In our March "how can we help you?" thread, a reader raised the following query:
I'm a fifth year graduate student who is getting ready to apply for non-academic jobs, and I am wondering how to best represent my work as a graduate student on a resume (as opposed to a CV). The resume will of course include the PhD and my work as a teaching assistant/instructor, but I am considering also including something like "Graduate Student Researcher" under work experience. I feel that the resume would otherwise not accurately reflect my work as a graduate student, but I am also worried that this might be dishonest, since I am not getting paid to do research. It is worth adding that the non-academic jobs I am most interested in are research-heavy.
I'm not sure, but given that "graduate student researcher" isn't an actual paid position (one is a student researcher), I would think listing that as work experience would be misleading. But how exactly to best present oneself is unclear to me.
What do you all think? It would be great to hear from people with "alt-ac" experience!
For a non-academic resume, you should think less in terms of job titles and more in terms of the work you did and how its representative of your skills.
So rather than expecting a title like "Grad Student Researcher" to do the work under Work Experience, you should list out the kinds of work you did as a grad student: taught classes of 40 students, assessed student written work, designed curriculum, conducted research projects, etc. And if you're applying for a position where research skills are demanded, it may be valuable to have an entirely separate section titled "Research Experience" with individual bullets for specific research projects and the skills they illustrate (e.g., archive work, data collection, idea synthesis, etc.)
UC Davis has a helpful Youtube video on translating your academic work to a non-academic CV: https://www.youtube.com/watch?v=qTGTmNuz-zo
Posted by: SLAC Associate | 04/29/2024 at 10:13 AM
I would just put your research work in the *description* you give of the job. E.g., on my old resume, in the brief bullet points under my job titles, one said something like: "Presented and published research in philosophy, psychology, and neuroscience venues."
You might also distinguish between two different positions. Under the "Relevant Experience" section, or whatever you're calling it, you could have two entries: "Instructor/TA/..."; and "PhD Candidate." I don't think it would be misleading at all to describe those as separate roles, and to outline your teaching work under the first and your research work under the second.
Posted by: Andrew Richmond | 04/29/2024 at 10:20 AM
the trouble is you weren't employed as a graduate student researcher while you were in a PhD UNLESS you were employed as such on someone's grant. So you should not misrepresent what you did. Even if you are successful in getting away with it, it will catch up to you later. A number of German politicians have had their careers end abruptly for misrepresenting what they did.
Posted by: caution | 04/29/2024 at 10:37 AM
I agree with the above that the title is not super important itself. Your PhD is both an education credential and work experience, so it makes sense for it to appear in both sections. As a PhD student, you did project management, research (development+design+execution), public speaking, teaching, feedback and instructional design (if you were ever a lecturer), and so on. These are all aspects of the work you did that are translatable to other jobs – hence why it's important they're on the resume – and should be bullets under that 'job', and they matter more than whatever title you give that job.

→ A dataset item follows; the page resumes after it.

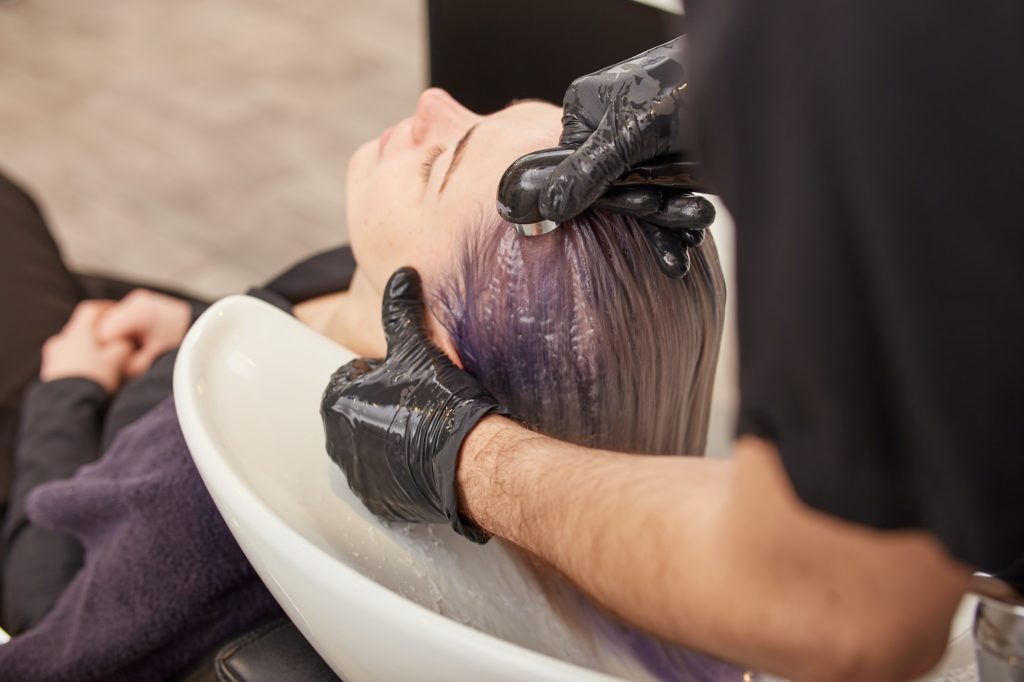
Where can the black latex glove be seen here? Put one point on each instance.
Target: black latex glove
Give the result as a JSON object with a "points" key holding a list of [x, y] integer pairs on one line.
{"points": [[616, 118], [395, 426]]}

As for the title itself, I think there is flexibility and you do not need to worry about being 'dishonest' just because you give it a descriptive title that might not be the default or official, exact title within academia. You should rather avoid titles that largely *only* have meaning within academia – e.g., 'PhD Candidate', which is very inside-baseball imo. Non-academics don't know what it means to be a PhD *candidate*.
Posted by: sahpa | 04/29/2024 at 11:04 AM
@caution: this feels like a difference of institutional/cultural setting. In Germany (where I infer you are), what you say is true and PhD students formally do their dissertations 'on their own time' (as I understand matters). In the US, however, this is very much a formal position with formal expectations/timelines/etc. And it is usually (in philosophy) 'compensated' in the form of stipends or tuition coverage, even setting aside salary for being a teaching assistant. There would be no misrepresentation at all in characterising it as work experience, in my opinion.

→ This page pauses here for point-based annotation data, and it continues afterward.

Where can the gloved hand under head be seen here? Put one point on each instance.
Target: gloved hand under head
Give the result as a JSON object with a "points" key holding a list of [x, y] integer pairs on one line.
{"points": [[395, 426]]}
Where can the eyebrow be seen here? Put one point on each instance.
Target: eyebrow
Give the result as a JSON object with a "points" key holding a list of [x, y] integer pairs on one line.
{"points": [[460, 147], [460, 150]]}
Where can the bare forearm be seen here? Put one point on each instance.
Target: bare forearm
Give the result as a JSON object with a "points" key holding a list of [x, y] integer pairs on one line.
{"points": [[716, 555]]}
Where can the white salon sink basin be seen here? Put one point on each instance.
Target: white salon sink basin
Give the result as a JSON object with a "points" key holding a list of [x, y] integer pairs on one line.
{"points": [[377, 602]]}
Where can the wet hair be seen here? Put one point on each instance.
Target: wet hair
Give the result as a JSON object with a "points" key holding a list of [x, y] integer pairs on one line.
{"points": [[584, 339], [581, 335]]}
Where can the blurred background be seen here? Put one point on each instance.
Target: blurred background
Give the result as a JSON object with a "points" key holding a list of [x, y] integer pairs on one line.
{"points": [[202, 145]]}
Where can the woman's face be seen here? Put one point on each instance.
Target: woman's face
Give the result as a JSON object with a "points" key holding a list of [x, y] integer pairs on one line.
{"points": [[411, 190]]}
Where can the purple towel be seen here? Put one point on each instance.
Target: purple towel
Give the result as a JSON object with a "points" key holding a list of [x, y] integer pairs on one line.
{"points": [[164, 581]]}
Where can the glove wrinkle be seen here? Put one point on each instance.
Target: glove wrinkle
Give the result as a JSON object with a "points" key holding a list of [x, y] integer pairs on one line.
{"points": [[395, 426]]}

Posted by: sahpa | 04/29/2024 at 11:19 AM
A "functional resume" might be a better way of emphasizing the value you can bring to an employer (googling around for a sample/model should help)?
Basically, instead of listing tasks you've done under a job, you list them under certain general skills (e.g., "Teaching & Course Design," "Project Management," "Customer Service" etc). My understanding is that people with gaps typically use a functional resume, but it might be useful in your case.
Posted by: AP | 04/29/2024 at 01:57 PM
For what it's worth:
1. When I did my PhD in the UK, PhD candidates were advised to use the the title 'Postgraduate researcher' . Maybe that could work for OP? (Though, granted, as someone who stayed in the academy, I have never used that title myself...)
2. I agree with sahpa's reply to caution, and would want to emphasize it even more: in lots of countries, you are very clearly and explicitly employed as a researcher when you are a PhD student. As OP doesn't say where they are based, it's hard to know what would be appropriate here. But if their PhD is in, for example, Sweden or Norway, they would definitely count as employed as a PhD candidate.